As the weather begins to warm up the first fruits of spring literally ‘spring’ up from new foliage on the trees, to the wild berries and vegetables.
My favourite has to be wild asparagus which grows randomly and abundantly throughout Italy and its surrounding islands.
Wild asparagus shoot up between thorny blackberry plants, in cool damp gullies or secluded places where they are hidden and keep themselves tender and ripe for those who search for them every year.
There are two types of asparagus, a slim, tall, sweet variety widely dispersed in every area and then a short, dark, slightly spindly and bitter asparagus which grows later on in the season. The sweeter variety of asparagus is the most sought after variety, the bitter type is an acquired taste.
Asparagus tends to nestle in amongst the fresh growth of spring, their spears sprout up high, poking out between bushes in fertile gullies, which makes them easier to find than evasive porcini mushrooms.
The hunt for asparagus is a war.
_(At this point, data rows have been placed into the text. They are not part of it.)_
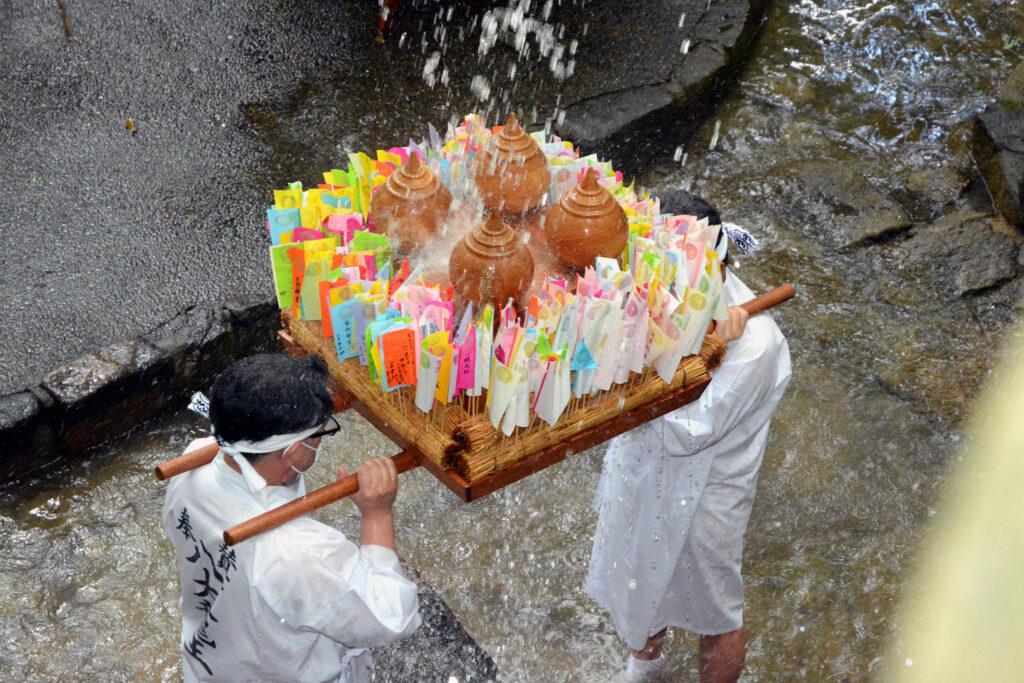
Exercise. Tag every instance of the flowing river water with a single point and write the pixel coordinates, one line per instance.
(853, 470)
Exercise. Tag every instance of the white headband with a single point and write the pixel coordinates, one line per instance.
(201, 404)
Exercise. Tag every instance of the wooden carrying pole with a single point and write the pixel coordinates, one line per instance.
(769, 299)
(404, 461)
(188, 461)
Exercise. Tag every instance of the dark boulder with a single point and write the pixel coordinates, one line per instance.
(998, 147)
(836, 205)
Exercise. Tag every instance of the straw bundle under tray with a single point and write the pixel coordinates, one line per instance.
(460, 437)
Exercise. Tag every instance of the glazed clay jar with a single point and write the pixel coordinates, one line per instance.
(511, 172)
(586, 223)
(411, 206)
(491, 265)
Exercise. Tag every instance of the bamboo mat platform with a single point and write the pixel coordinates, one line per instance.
(457, 442)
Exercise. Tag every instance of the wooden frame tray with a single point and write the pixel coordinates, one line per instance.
(457, 442)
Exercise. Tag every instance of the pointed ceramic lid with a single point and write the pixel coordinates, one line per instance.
(513, 140)
(493, 239)
(589, 199)
(414, 180)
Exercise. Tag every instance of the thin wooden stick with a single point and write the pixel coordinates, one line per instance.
(403, 462)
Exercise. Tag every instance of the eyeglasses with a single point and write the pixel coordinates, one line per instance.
(327, 432)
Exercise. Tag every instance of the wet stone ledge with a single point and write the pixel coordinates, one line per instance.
(101, 395)
(998, 147)
(660, 85)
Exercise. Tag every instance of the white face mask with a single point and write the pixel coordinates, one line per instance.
(315, 454)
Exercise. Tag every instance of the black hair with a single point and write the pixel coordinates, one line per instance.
(263, 395)
(679, 201)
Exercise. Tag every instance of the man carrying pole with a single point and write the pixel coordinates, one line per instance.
(300, 601)
(676, 494)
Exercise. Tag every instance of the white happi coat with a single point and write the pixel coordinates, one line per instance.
(299, 602)
(676, 494)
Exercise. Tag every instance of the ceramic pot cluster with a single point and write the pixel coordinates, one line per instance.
(411, 206)
(586, 222)
(491, 265)
(511, 171)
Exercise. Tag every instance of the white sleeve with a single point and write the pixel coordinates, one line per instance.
(320, 581)
(741, 396)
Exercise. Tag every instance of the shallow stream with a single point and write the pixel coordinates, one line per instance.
(852, 472)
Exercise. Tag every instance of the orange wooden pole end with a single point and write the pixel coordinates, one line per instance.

Often it’s a race to get to the best spots first and it can be quite vicious. Like mushrooms, asparagus are a sought after vegetable and they bring out the competitive nature in people.
The asparagus hunter has an intense satisfaction and can relish the preparation of this sweet vegetable which can be cleaned and fried with olive oil to make an omelette, or wrapped in thinly sliced cheese and prosciutto cotto ham to be lightly oven baked.
Personally when I see a batch of freshly picked asparagus I always feel like a quiche is coming on. Dishes like these are an elixir to the wintertime, like the warmth of spring they assure me the cold is coming to an end.